Since those hit hardest by Harvey are located within the 58-plus Texas counties designated by President Trump as a federal disaster area, Federal Emergency Management Administration (FEMA) relief in the form of grants and loans have been made available to qualified individuals, businesses — including farms and ranchers — and local governments to aid in the recovery process.
In addition to this support, many others, both homeowners and business entities, are relying on individual insurance policies, ranging from wind and flood insurance, crop insurance programs and other sources of insurance held by affected parties.
But in spite of all the assistance available, those affected by a major disaster are quick to point out that in spite of help available for recovery, remains a gap remains in needed support to victims and the actual amount of sustained damage. In other words, insurance programs and grants, while extremely helpful, generally do not cover the total loss experienced by those hit the hardest. In addition, while loan programs help a great deal, those loans must be repaid, though interest rates are generally low.
OUTPOURING OF ASSISTANCE
In the case of Hurricane Harvey, an outpouring of assistance was demonstrated from not only churches and other volunteer groups, but state and federal agencies, including military units that provided manpower for search and rescue efforts, clean up, and in the case of livestock producers, distribution of hay donated by fellow farmers across several states to help feed stranded animals.
With the support of these volunteers, agencies and organizations, those in need often had access to potable water, prepared meals, and even some labor for cleanup following Harvey's landfall. But outside of the initial response from these dedicated groups, many business owners, including farmers and ranchers, have had to contribute the bulk for cleanup and rebuilding efforts above and beyond insurance and FEMA assistance, utilizing family, paid farm workers or even contractors to accomplish the tasks.
But for farmers and ranchers, the Texas Farm Bureau and its disaster relief foundation have also been providing assistance. As with other forms of assistance, farm owners are required to apply for this help. Texas Farm Bureau officials are warning that while cleaning up and rebuilding structures and inventory have been time consuming tasks, many producers may have forgotten to make application for the extra help. The good news is that, though time is limited, producers who suffered qualifying damages still have time to file an application.
These funds are being made available as a result of contributions received, mostly from other TFB members. The requirement for TFB Foundation assistance, farmers must meet the following criteria:
- Agriculture producers with agriculture related losses or expenses resulting from Hurricane Harvey’s winds and flooding may qualify for assistance from the Fund.
- Only losses in counties that have been declared disaster areas for this event by the federal government will be considered.

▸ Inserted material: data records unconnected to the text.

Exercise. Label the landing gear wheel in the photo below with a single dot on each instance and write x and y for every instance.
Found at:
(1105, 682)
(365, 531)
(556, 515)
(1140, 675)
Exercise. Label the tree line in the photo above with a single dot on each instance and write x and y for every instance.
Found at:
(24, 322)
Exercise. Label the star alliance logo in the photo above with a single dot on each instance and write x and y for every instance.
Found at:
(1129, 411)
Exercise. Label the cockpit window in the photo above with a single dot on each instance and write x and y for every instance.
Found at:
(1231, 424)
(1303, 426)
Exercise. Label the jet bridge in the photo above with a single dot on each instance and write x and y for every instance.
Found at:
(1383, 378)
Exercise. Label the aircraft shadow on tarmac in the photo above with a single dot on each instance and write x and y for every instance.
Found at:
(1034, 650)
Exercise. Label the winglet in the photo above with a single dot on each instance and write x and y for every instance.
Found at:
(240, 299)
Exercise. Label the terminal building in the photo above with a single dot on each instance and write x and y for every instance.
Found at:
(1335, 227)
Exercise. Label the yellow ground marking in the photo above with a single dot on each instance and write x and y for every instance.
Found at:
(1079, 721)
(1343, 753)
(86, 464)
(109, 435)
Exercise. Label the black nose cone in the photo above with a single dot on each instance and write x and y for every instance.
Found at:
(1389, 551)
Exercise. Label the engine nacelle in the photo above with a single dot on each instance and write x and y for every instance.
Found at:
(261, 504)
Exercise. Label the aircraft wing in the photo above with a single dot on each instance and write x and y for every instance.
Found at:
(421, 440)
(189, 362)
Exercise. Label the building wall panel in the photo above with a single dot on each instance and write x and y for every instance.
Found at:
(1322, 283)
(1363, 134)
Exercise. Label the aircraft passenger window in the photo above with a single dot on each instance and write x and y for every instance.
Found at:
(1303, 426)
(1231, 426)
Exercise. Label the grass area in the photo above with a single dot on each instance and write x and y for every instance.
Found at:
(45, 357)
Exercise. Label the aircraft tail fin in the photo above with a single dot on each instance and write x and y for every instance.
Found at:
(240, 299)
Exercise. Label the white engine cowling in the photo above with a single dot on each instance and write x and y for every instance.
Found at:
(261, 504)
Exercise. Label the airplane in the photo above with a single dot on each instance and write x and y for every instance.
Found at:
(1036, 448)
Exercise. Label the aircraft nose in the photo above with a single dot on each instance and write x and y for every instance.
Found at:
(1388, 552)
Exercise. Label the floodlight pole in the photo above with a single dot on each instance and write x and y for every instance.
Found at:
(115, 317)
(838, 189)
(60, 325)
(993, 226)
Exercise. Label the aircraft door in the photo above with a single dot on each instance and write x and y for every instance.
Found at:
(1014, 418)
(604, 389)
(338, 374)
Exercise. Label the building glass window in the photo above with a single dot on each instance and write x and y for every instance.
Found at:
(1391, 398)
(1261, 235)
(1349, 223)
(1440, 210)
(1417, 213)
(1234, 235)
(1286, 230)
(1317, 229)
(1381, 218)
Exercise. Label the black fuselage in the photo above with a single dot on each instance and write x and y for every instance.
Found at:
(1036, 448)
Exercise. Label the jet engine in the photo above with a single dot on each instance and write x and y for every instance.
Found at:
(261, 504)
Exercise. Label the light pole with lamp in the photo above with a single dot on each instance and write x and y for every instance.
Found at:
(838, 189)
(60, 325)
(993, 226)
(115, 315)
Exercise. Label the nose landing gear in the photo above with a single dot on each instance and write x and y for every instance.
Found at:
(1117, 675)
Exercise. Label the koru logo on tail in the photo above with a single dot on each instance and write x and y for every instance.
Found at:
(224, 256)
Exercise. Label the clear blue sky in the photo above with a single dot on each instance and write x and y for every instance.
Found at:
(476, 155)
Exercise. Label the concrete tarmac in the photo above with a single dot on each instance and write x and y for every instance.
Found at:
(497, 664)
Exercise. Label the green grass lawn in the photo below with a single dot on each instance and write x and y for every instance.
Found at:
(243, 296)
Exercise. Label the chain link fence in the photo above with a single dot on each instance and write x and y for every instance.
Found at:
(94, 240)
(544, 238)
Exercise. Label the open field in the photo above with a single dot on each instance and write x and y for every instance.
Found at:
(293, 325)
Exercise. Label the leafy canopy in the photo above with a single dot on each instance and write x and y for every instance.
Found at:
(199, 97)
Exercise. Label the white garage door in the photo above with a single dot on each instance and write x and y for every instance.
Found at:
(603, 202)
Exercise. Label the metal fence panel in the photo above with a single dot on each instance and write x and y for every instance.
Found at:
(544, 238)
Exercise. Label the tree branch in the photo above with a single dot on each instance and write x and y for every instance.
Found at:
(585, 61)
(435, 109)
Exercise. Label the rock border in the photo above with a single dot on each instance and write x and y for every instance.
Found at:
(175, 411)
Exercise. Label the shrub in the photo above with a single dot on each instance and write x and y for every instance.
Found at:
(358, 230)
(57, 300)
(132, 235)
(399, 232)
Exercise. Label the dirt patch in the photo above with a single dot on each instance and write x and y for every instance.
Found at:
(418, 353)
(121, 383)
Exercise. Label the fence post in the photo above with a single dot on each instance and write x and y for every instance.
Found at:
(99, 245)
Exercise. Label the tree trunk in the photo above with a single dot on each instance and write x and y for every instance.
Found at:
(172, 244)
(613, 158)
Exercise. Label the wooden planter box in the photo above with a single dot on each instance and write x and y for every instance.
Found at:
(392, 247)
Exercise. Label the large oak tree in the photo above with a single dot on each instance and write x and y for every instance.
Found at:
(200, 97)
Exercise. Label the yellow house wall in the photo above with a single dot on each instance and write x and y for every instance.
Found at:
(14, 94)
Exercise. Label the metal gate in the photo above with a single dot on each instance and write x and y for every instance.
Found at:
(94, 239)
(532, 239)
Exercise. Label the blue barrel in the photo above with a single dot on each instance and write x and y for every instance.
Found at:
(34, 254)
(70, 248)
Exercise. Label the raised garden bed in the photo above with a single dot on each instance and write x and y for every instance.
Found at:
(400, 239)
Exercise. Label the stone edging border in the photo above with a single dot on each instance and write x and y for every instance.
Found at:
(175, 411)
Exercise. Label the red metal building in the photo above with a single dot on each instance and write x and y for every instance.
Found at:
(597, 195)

- A valid Texas Agricultural or Timber Registration number (Ag. sales tax exemption) for the person applying must be included in the application.
- Final reimbursement decision will be made by the Hurricane Harvey Relief Committee appointed by the President of the Texas Farm Bureau Agriculture Research and Education Foundation.
- 100 percent of the donations collected will be distributed to those who incurred losses related to Hurricane Harvey.
Contributions to the Foundation are tax deductible and are still needed. They can be made on the same link below that details how to apply for TFB Foundation assistance.
The deadline for filing an application is Dec.1, so now is the time to apply or donate. Applications can be made online at http://bit.ly/2wMo3ea
Texas Farm Bureau officials note 100 percent of the donations to this fund will be dispersed via an application process directly to farmers and ranchers located in counties that have been designated as disaster areas by the federal government for this event.